Films are meant to be heard rather than listened to: that used to be industry wisdom. Cinema, the argument went, began as a visual medium; sound arrived after. And actors communicated more powerfully with their eyes and bodies than their voices. Does anyone still believe this? Many contemporary filmmakers—among them Alfonso Cuaron, Lynne Ramsay and Jonathan Glazer (whose The Zone of Interest just won Best Sound at the Academy Awards)—are sound artists as much as they are directors.
More and more directors are preoccupied by listening. Listening as art form, emotional archaeology, ethical activity, social and political battlefield. For screenings of the documentary 32 Sounds, Sam Green gives his audiences headphones, the better for them to hear the mating call of a nearly extinct moho braccatus bird. Lisa Rovner’s Sisters with Transistors is a history of female producers such as theremin pioneer Clara Rockmore and BBC Radiophonic Workshop composer Delia Derbyshire, who deployed “unfeminine” technologies to create brave new sonic worlds. Daniel Weintraub’s recent Deep Listening: The Story of Pauline Oliveros is a moving portrait of the American experimental musician who drew on ritualistic and improvisatory techniques to make the natural environment resonate.
Most compelling is Preemptive Listening by Aura Satz. The London-based artist has previously made films about dial tones and wax cylinders; her latest is on sirens. In Homer’s Odyssey, according to classical scholar Emily Wilson, sirens are depicted as “otherworldly” creatures—half-woman and half-bird—who “know everything about the war in Troy, and everything on earth.” Their voices have the power to lure sailors to their rock-dashed deaths. Since then, they have become symbols for ensorcelling, womanly wiles; melody as mesmerism. They crop up in Sinbad and Troy, in video games such as Final Fantasy, TikTok video clips.

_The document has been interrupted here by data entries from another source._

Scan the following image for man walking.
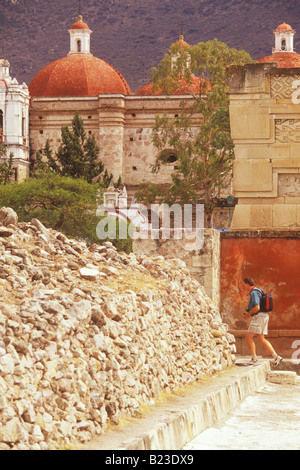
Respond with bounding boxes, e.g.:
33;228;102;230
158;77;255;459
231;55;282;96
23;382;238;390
243;278;282;366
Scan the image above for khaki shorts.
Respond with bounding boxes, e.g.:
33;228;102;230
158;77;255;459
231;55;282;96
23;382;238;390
248;313;270;335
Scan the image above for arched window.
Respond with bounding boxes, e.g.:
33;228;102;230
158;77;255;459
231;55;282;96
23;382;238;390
158;149;178;163
0;109;3;142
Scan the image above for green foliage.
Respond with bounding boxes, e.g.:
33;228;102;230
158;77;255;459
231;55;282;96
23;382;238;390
0;173;131;252
34;112;113;187
138;39;251;220
0;143;14;185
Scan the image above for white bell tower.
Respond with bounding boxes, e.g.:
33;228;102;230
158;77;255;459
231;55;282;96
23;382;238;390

For Satz, sirens allow us to think about danger—how to hear it and, perhaps, how to avert it. Her film ranges across the planet, alighting on sirens perched in or near unstable terrains. We’re taken to Fukushima in Japan where, in 2011, an earthquake triggered a tsunami that in turn created a major nuclear accident; to a 9km-long storm surge barrier in the Netherlands that was built to protect the country in the aftermath of the 1953 North Sea flood that killed hundreds of people; to an oil refinery in Scotland that elicits pensive thoughts about how the world is at risk from our reliance on fossil fuel.

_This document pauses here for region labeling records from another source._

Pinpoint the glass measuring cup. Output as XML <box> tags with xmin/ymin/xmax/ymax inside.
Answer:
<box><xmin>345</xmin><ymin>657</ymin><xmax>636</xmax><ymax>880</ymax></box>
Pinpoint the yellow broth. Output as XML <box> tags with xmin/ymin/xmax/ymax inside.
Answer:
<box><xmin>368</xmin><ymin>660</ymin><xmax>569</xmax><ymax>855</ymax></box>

The film’s landscapes possess a ghostly quality, a dark majesty that recalls the melancholic modernity of documentarians such as Nikolaus Geyrhalter and Michael Glawogger. Many shots are shorn of people and evoke crime scenes, abandoned civilisations, spectres of extinction. Sirens used to be almost as ubiquitous as medieval church bells: located in factories, they marked the start and end of the working day. That they’re less common now makes those scenes set in industrial plants, where they’re stress-tested or stacked up like microwaves, all the more striking. The sirens are no longer deities who tell us what to do; they are devices that do our bidding.

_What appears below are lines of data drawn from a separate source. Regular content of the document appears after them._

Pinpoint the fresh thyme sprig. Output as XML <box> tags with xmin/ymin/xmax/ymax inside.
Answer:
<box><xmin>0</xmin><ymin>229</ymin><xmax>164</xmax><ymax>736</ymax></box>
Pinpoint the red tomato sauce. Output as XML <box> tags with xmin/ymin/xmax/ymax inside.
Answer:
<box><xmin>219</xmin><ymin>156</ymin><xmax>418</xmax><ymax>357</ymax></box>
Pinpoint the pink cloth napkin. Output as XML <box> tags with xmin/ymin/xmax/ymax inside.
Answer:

These siren sounds can be mechanical, repetitive, punishing
Satz, who describes her film as a “score for holding in mind the future through sound”, has assembled an impressive roster of 20 musicians—including Evelyn Glennie, David Toop, Moor Mother, Kode9, Raven Chacon, and Laurie Spiegel—to compose modern siren songs. Some resemble cold hums and liturgical drones, others are like gladed harps, wounded seas, twitchy bat signals. They can be mechanical, repetitive, punishing. The female narrator’s voice is both aphoristic and Tiresias-like: “Each siren is a tombstone for a past trauma, a burial place element invoking the dead and cautioning the living.”
Preemptive Listening is not easy listening. It often hurts the ears. Sometimes—when it features a protracted closeup of a rotating alarm light—it’s hard to look at, too. But Satz isn’t interested in making a doomy allegory about climate change; she intends her film to be a toolkit or roadmap that suggests new ways to think.
Its most powerful voice is Khalid Abdalla, who recalls hearing sirens during the Arab Spring uprisings and regarding them as hopeful rather than terrifying. They represented a “fork in the road”, his countrymen calling out modern Egypt for what it already was—a state of emergency. For him, the siren was the mouth not of authority, but of the people. It said: “No!” It said: “Another world is possible.”